ECLI:NL:CRVB:2021:1804
Centrale Raad van Beroep
- Hoger beroep
- Rechtspraak.nl
Afwijzing verzoek om herziening van eerder besluit inzake AOW met betrekking tot nieuw gebleken feiten
Op 22 juli 2021 heeft de Centrale Raad van Beroep uitspraak gedaan in de zaak van appellant, die in 2007 een ouderdomspensioen op basis van de Algemene Ouderdomswet (AOW) had aangevraagd. Deze aanvraag werd afgewezen omdat niet was aangetoond dat appellant in Nederland had gewoond en gewerkt. In 2018 verzocht appellant om terug te komen van dit besluit, onderbouwd met een notariële akte en een attestation de concordance. De Svb wees dit verzoek af, omdat de ingediende stukken geen nieuwe feiten of omstandigheden opleverden die aanleiding gaven om het eerdere besluit te herzien.
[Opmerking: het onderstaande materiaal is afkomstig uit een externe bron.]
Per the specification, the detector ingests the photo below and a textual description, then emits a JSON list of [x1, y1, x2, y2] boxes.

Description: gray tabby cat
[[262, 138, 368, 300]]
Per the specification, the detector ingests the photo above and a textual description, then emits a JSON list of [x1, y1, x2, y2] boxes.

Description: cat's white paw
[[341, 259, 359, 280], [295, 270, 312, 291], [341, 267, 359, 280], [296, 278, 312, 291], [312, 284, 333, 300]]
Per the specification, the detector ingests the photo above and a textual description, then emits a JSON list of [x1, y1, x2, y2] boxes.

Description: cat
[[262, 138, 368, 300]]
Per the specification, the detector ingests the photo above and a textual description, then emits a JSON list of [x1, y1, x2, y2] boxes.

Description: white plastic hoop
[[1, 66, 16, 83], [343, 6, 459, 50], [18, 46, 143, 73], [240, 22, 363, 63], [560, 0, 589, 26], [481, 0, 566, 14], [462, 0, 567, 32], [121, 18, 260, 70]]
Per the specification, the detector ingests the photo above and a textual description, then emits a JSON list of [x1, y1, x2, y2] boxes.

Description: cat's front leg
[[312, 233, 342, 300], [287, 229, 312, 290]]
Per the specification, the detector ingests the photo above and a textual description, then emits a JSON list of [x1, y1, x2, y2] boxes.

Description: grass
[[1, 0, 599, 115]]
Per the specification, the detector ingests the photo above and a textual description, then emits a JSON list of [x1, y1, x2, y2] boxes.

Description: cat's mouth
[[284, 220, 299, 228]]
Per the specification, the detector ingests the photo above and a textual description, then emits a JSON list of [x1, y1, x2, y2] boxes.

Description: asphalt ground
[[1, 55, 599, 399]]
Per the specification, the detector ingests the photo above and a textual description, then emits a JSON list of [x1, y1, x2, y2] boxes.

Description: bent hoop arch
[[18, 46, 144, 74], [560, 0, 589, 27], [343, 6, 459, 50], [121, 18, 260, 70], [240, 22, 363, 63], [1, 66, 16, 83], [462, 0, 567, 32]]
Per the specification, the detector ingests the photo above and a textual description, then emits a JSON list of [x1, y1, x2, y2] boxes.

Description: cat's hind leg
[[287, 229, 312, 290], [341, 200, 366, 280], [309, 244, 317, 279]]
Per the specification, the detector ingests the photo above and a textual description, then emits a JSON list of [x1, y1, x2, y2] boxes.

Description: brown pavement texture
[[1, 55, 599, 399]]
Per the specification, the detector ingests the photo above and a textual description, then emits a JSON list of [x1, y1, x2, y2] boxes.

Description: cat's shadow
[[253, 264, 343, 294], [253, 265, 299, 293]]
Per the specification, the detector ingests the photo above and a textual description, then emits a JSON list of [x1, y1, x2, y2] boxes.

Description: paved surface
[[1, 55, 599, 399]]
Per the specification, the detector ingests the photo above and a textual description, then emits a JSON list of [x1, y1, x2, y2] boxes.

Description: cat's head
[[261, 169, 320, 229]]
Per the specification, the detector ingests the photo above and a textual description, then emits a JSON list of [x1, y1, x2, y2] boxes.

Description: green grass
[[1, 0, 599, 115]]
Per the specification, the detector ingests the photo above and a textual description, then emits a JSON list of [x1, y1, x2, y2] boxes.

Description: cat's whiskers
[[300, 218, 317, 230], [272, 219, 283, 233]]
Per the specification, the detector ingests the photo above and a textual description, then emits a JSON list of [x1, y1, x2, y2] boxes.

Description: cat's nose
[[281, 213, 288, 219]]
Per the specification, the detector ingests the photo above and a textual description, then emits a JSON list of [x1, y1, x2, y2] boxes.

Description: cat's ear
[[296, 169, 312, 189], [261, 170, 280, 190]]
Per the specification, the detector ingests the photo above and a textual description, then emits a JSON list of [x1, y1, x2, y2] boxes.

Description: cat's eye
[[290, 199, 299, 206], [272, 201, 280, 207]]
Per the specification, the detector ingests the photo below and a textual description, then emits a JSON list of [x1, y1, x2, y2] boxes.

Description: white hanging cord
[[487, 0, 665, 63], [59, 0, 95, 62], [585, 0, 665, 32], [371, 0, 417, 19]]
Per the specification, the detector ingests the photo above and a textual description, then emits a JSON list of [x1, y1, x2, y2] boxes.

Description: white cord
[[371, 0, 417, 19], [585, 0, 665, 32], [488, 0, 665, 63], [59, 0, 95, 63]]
De rechtbank Amsterdam verklaarde het beroep van appellant tegen deze afwijzing ongegrond. In hoger beroep voerde appellant aan dat de notariële akte en de attestation nieuwe feiten waren die moesten leiden tot herziening van het besluit. De Raad oordeelde echter dat deze documenten geen nieuw gebleken feiten of veranderde omstandigheden waren. De Raad benadrukte dat de ingediende verklaringen niet controleerbaar waren en dat er geen objectieve verificatie mogelijk was van de identiteit van appellant en de persoon in de documenten.
De Raad bevestigde de uitspraak van de rechtbank en oordeelde dat er geen aanleiding was voor een veroordeling in de proceskosten. De uitspraak werd openbaar uitgesproken op 22 juli 2021.